Toda consigna se sostiene -o cobra sentido, diría- en alguna forma de discurso precedente. Así, por ejemplo, cuando una hinchada recrimina a la otra que "cuando no salen campeón (sic) esas tribunas están vacías", se debe estar al tanto de que no se trata de un problema de taquilla sino de "aguante".
Rara vez una consigna tiene un significado puramente literal y cuando se populariza a gran escala, por lo general vehiculiza una idea subyacente.

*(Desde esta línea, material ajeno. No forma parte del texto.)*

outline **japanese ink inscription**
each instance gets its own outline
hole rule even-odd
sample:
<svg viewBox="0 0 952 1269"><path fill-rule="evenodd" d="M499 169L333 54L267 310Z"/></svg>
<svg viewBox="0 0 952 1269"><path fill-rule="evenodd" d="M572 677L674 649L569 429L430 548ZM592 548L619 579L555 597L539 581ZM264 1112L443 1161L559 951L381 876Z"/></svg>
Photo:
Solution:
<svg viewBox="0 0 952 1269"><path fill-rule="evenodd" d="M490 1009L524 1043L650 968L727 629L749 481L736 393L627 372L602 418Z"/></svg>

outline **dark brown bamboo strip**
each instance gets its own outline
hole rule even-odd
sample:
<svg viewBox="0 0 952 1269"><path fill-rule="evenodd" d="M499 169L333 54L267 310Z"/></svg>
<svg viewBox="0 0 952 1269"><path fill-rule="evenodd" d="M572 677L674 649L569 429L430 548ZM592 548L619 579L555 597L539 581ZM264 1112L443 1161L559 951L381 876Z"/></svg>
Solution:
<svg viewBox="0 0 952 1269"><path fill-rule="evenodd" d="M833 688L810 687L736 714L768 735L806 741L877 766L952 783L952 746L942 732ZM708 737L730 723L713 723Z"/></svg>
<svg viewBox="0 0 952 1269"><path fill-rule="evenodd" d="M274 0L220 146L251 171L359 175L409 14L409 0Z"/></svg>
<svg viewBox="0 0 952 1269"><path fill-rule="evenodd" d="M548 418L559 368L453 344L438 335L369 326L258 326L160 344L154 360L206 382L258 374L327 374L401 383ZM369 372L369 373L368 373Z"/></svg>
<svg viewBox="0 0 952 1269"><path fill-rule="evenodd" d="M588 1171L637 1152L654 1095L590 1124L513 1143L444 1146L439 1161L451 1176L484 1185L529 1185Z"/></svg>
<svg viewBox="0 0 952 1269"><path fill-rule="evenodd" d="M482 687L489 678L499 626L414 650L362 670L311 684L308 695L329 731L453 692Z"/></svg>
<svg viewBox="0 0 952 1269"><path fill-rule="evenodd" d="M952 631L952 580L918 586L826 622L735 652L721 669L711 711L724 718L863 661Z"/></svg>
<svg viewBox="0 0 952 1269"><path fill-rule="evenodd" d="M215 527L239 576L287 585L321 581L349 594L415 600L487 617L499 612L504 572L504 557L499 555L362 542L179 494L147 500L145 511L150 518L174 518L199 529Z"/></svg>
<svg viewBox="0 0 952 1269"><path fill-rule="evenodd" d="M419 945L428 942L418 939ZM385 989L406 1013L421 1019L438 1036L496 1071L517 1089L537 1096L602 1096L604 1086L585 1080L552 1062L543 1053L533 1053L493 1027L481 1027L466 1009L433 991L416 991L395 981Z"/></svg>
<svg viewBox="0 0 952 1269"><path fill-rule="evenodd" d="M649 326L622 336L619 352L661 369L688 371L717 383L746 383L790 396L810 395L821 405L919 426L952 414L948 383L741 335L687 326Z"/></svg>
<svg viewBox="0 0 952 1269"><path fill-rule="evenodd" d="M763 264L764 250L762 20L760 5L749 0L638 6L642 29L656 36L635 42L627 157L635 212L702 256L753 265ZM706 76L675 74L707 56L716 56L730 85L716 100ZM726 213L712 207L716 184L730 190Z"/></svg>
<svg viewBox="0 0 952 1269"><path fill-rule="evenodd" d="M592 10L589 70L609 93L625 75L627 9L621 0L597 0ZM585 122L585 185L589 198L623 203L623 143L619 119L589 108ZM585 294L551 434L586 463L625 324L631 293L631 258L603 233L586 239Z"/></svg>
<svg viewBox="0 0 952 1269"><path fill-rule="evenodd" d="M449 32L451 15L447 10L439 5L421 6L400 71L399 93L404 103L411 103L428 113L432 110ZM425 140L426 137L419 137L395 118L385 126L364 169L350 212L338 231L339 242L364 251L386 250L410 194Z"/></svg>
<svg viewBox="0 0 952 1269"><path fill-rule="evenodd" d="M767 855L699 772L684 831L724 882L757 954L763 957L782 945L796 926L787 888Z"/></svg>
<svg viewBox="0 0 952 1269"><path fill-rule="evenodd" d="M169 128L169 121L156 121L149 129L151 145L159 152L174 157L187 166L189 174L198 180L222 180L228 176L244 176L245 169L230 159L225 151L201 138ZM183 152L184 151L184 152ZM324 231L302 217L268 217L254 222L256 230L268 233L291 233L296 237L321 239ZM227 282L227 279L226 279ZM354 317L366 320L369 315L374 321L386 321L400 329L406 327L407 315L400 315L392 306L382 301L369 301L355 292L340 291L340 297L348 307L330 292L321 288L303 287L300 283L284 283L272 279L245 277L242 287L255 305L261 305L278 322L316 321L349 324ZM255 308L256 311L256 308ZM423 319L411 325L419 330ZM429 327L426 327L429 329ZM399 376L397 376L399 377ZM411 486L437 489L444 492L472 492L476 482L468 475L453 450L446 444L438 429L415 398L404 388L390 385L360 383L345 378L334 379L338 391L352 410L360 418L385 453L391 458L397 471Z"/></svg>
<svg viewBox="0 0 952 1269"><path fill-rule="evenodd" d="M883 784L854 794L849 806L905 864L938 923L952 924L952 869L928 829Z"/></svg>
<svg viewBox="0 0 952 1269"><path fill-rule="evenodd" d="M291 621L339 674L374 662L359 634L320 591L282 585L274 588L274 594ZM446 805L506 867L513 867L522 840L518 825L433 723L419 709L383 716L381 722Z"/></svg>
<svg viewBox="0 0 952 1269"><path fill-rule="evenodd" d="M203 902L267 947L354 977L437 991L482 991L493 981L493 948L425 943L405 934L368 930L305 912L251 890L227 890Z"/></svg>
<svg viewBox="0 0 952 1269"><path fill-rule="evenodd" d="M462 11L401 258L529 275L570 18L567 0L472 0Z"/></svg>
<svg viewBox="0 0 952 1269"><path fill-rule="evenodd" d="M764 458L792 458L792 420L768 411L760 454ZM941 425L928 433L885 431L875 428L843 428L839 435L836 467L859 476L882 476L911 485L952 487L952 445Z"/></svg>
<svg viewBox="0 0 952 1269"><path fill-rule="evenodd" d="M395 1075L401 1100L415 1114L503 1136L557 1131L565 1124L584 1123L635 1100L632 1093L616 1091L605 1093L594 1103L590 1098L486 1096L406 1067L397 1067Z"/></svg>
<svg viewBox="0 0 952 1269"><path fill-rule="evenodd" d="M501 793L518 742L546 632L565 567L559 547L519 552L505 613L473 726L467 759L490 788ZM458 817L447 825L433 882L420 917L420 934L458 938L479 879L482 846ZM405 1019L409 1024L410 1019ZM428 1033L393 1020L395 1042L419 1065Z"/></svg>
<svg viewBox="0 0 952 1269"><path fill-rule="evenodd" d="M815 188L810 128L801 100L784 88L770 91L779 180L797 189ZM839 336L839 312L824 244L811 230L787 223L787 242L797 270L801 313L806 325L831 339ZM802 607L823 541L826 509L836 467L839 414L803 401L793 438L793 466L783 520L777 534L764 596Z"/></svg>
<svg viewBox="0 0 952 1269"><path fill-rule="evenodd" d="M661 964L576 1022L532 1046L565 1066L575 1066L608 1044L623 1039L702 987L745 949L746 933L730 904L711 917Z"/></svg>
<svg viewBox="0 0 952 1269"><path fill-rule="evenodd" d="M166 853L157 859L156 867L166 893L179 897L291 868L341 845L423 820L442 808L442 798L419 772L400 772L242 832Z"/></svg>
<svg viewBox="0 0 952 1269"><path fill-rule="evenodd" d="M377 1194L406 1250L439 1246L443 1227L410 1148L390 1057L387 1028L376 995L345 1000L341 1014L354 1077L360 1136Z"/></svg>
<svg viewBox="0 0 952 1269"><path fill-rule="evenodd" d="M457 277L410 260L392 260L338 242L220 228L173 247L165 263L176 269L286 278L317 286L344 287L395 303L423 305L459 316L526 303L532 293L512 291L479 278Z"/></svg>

Esto obliga a una lectura atenta de las consignas cuando actúan como intermediarias entre el lenguaje popular y el poder político porque, en tales casos, la consigna siempre lleva la marca del Estado como manipulador del sentido común. Esto no lo aprendí de los manuales de semiología. Lo aprendí en más de tres décadas de vivir -y sufrir- la política argentina. Me remito a dos ejemplos.
1. Los argentinos somos derechos y humanos.
Esta espantosa consigna del Proceso, fue difundida originalmente en las revistas de Editorial Atlántida como postales, a fin de ser enviadas a familiares y amigos en el extranjero y evitar, según decían, la "campaña antiargentina" contra el Mundial 78.
Un año más tarde, en vísperas de la visita al país de la Comisión Interamericana de Derechos Humanos de la OEA, Harguindeguy ordenó imprimir 250 mil calcomanías autoadhesivas con la misma leyenda.
La campaña publicitaria fue elaborada por la agencia Burson Marsteller, con una considerable eficiencia política: no recuerdo que hayan sido pocos los que creyeron en el sentido patriótico de esta consigna creada, irónicamente, por una agencia de publicidad británica.
Mientras tanto, florecían las denuncias sobre centros de detención clandestinos y el asesinato y tortura de miles de argentinos. Digo yo, ¿en qué estábamos pensando?
2. Para estar en el Primer Mundo hay que achicar el Estado.
El menemismo reflotó el recetario liberal ortodoxo como respuesta a la hiperinflación y, en última instancia, al nuevo mundo unipolar. La consigna se convirtió, rápidamente, en un hit.
Pero "estar en el Primer Mundo" significaba, en realidad, vender todas las propiedades y empresas públicas -creadas con el esfuerzo colectivo de varias generaciones- para despilfarrar recursos, convertibilidad mediante, en todo tipo de frivolidades.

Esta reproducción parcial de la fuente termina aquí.